Building Adversarially Robust Natural Language Processing Systems


Robin Jia
Stanford University


Regina Barzilay
While modern NLP systems have achieved outstanding performance on static benchmarks, they often fail catastrophically when presented with inputs that have been adversarially perturbed. This lack of robustness exposes troubling gaps in current models’ understanding capabilities. Moreover, vulnerability to adversarial perturbations poses challenges for deployment of NLP systems for tasks like hate speech detection.
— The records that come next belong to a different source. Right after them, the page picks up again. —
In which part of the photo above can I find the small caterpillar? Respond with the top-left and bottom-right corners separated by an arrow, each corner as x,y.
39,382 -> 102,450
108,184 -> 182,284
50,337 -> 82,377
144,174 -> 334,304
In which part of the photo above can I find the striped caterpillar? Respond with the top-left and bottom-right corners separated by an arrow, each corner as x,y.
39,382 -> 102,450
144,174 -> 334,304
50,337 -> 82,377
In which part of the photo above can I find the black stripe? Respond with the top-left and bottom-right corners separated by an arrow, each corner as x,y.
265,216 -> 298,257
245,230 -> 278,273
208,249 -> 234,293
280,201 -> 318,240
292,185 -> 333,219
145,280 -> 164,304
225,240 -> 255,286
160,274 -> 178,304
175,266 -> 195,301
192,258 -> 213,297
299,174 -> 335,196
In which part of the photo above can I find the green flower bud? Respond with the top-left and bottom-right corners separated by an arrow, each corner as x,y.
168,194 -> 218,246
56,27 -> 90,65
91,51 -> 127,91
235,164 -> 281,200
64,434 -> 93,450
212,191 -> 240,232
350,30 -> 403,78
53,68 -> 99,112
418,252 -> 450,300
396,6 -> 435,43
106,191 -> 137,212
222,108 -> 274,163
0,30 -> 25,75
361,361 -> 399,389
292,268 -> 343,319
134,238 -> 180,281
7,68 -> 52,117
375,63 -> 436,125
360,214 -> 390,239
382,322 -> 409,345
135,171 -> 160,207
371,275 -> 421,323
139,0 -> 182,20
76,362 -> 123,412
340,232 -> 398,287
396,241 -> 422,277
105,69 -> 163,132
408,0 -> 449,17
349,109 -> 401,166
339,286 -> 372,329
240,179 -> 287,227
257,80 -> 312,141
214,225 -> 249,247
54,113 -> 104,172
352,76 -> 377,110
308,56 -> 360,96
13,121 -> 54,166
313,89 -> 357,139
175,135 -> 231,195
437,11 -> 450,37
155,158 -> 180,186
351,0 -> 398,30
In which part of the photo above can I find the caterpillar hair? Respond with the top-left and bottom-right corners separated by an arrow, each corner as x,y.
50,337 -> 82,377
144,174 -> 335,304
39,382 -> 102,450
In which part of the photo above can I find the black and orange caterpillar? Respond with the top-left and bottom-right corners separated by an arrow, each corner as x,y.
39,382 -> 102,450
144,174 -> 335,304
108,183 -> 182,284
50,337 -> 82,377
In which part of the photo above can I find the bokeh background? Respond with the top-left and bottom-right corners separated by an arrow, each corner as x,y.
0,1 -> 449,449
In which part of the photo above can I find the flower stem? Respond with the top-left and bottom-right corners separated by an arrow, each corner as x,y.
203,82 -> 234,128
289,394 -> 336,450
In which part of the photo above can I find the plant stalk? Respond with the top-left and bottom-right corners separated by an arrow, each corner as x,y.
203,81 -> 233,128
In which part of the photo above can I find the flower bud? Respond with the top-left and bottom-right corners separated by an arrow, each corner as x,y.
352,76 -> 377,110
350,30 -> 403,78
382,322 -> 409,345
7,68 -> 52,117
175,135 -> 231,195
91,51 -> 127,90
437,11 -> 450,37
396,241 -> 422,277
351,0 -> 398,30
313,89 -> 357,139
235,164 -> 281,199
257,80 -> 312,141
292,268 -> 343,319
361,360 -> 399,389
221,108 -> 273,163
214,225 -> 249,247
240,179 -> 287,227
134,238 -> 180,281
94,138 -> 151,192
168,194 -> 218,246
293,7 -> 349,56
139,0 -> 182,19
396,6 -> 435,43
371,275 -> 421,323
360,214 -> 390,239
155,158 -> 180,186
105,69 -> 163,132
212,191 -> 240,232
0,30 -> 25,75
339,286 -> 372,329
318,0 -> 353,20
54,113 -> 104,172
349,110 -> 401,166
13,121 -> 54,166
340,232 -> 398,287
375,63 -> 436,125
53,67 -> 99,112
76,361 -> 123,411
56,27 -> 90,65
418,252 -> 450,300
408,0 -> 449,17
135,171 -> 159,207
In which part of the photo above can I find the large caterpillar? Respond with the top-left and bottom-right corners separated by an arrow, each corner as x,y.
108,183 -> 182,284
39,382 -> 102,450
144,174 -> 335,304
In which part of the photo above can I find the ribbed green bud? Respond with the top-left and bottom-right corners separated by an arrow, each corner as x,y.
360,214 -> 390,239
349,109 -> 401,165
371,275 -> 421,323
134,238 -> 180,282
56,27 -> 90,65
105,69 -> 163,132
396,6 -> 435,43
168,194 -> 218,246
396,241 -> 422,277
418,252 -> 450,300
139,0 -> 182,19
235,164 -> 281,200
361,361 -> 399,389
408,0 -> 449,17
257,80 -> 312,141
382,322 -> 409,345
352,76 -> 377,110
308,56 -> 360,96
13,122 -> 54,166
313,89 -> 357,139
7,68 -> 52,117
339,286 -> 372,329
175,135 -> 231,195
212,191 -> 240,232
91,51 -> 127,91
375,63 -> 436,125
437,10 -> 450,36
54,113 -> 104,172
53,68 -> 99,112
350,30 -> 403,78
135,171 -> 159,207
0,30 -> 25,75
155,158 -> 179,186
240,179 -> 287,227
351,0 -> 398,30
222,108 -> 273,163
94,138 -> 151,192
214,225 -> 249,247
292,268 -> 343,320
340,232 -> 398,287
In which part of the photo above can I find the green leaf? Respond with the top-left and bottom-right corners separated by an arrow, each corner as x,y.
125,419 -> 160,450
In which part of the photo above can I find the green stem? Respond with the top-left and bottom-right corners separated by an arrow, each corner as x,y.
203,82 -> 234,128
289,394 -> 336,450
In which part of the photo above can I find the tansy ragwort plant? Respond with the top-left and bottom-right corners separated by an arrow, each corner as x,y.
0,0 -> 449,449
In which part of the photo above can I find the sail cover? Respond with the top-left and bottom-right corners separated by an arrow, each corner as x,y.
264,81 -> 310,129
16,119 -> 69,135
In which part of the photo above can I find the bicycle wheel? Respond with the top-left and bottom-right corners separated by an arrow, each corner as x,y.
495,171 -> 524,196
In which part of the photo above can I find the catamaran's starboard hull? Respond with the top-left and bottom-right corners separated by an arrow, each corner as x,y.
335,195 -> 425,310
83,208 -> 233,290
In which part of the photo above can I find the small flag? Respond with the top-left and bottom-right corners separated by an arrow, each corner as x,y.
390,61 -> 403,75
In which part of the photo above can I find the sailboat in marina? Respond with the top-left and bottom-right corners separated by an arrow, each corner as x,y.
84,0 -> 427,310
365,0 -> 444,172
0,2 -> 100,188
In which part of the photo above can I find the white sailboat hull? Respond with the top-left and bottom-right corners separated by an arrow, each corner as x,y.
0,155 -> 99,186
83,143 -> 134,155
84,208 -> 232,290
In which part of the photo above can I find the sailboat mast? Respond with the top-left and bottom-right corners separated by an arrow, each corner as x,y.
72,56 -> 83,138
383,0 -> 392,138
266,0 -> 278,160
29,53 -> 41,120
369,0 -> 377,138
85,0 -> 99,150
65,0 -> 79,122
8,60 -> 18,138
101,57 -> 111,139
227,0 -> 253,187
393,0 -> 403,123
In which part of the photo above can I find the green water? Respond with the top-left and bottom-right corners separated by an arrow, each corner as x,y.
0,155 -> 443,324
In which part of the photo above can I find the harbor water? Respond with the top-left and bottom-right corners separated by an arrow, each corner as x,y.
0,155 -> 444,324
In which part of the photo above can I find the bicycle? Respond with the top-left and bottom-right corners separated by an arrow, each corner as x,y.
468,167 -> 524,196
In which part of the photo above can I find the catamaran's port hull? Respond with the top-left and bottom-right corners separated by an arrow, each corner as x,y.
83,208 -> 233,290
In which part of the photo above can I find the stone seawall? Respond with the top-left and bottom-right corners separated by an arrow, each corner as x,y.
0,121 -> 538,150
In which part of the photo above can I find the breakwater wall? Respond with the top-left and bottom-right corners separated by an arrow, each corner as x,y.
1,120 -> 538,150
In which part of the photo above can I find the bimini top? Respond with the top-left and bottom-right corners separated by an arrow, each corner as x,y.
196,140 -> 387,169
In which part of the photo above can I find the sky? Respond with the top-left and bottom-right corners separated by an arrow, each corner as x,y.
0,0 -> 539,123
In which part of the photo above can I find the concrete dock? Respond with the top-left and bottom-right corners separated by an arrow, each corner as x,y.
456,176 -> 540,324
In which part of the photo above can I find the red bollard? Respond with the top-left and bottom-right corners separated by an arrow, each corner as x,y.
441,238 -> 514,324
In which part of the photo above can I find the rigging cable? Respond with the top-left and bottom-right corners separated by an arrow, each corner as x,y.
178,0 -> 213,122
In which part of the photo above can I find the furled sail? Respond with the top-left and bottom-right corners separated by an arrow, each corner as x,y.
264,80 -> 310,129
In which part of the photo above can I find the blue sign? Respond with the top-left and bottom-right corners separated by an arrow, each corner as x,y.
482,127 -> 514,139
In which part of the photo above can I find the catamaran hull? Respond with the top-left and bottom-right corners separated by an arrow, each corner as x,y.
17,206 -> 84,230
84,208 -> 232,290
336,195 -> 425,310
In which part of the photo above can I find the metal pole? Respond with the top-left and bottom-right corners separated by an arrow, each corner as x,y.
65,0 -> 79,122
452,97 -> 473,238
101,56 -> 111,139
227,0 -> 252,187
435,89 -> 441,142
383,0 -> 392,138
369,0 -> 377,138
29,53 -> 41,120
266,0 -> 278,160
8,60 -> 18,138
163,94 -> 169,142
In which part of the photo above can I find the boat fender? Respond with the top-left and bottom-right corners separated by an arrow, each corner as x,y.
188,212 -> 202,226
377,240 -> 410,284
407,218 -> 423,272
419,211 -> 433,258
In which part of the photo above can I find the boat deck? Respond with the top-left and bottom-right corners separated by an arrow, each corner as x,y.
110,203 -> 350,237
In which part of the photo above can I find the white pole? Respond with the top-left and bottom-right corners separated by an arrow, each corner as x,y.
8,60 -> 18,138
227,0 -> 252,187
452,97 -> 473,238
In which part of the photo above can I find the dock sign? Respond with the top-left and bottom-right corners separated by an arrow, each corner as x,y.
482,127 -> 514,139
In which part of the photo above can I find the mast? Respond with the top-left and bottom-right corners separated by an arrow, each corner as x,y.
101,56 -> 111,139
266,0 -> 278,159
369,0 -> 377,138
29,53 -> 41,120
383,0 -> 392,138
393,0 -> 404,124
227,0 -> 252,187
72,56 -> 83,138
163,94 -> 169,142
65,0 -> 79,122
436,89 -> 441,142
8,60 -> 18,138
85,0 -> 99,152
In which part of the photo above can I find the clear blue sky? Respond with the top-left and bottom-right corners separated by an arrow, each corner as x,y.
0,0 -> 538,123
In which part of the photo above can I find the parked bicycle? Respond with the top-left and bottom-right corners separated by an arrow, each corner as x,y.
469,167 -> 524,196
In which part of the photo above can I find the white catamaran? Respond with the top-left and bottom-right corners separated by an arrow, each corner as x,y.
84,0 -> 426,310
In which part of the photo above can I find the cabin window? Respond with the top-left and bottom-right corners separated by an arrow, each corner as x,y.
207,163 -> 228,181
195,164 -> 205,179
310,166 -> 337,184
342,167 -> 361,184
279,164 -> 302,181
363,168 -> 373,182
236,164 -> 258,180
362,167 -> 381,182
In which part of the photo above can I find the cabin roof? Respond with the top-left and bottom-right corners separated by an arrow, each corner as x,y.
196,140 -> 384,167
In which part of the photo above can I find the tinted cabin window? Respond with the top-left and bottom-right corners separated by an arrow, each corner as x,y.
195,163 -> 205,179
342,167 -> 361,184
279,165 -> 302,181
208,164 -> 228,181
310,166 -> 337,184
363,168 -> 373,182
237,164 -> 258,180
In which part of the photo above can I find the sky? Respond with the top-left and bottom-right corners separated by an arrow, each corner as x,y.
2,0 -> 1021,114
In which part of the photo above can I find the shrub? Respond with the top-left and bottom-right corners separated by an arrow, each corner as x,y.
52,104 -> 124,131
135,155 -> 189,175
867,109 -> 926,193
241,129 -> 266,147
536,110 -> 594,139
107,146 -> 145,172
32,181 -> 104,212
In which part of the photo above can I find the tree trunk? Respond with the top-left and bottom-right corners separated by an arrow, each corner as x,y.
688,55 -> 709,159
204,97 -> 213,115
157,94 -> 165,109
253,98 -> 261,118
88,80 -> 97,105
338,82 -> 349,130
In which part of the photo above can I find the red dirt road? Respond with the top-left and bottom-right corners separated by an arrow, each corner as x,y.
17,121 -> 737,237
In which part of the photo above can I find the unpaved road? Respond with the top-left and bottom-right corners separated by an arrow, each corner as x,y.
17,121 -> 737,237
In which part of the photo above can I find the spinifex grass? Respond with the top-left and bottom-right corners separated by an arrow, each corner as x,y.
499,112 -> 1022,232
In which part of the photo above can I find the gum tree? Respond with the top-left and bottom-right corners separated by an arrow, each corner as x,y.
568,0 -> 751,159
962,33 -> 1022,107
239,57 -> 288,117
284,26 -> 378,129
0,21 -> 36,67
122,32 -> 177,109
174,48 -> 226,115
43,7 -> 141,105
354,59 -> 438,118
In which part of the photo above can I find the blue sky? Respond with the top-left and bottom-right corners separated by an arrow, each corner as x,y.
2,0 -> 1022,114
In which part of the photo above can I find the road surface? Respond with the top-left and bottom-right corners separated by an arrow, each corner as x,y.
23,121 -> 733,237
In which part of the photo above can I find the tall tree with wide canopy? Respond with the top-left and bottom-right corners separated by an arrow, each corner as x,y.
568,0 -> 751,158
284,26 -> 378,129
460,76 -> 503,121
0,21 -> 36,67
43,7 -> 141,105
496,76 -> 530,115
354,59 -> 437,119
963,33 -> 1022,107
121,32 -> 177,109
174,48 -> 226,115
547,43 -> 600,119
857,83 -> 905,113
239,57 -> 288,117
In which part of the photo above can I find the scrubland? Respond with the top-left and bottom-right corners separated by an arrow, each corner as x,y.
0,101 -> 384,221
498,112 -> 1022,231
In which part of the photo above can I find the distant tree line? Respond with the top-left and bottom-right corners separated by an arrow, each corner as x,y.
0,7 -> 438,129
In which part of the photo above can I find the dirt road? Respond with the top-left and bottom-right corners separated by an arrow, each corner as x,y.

In this talk, I will discuss methods for building models that are provably robust to certain forms of adversarial perturbations. First, I will show how to train NLP models to produce certificates of robustness--guarantees that for a given example and combinatorially large class of possible perturbations, no perturbation can cause a misclassification. Second, I will describe task-agnostic robust encodings (TARE), a method to construct discrete, task-general sentence representations that confer robustness to any downstream model that uses them. These approaches have complementary strengths: certificates scale well to large inputs, while TARE accommodates arbitrary model architectures and works for many tasks at once. Importantly, both approaches underscore how optimizing for robustness leads to new trade-offs when building NLP models.

Robin Jia is a sixth-year PhD student at Stanford University, advised by Percy Liang. His research interests lie broadly in building natural language processing systems that are robust when given unexpected test-time inputs. His work has received an Outstanding Paper Award at EMNLP 2017 and a Best Short Paper Award at ACL 2018. Robin has been supported by an NSF graduate research fellowship.